Viraj Kumar (University of Illinois at Urbana-Champaign)
Parthasarathy Madhusudan (University of Illinois at Urbana-Champaign)
Mahesh Viswanathan (University of Illinois at Urbana-Champaign)
We propose the study of visibly pushdown automata (VPA) for processing XML documents. VPAs are pushdown automata where the input determines the stack operation, and XML documents are naturally visibly pushdown with the VPA pushing onto the stack on open-tags and popping the stack on close-tags. In this paper we demonstrate the power and ease visibly pushdown automata give in the design of streaming algorithms for XML documents.

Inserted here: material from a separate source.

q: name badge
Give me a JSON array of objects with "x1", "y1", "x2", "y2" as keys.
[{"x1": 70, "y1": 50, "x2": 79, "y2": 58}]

We study the problems of type-checking streaming XML documents against SDTD schemas, and the problem of typing tags in a streaming XML document according to an SDTD schema. For the latter problem, we consider both pre-order typing and post-order typing of a document, which dynamically determines types at open-tags and close-tags respectively as soon as they are met. We also generalize the problems of pre-order and post-order typing to prefix querying. We show that a deterministic VPA yields an algorithm to the problem of answering in one pass the set of all answers to any query that has the property that a node satisfying the query is determined solely by the prefix leading to the node. All the streaming algorithms we develop in this paper are based on the construction of deterministic VPAs, and hence, for any fixed problem, the algorithms process each element of the input in constant time, and use space O(d), where d is the depth of the document.
New Brunswick, Wednesday, May 9, 2007, 10:30am to 12 noon.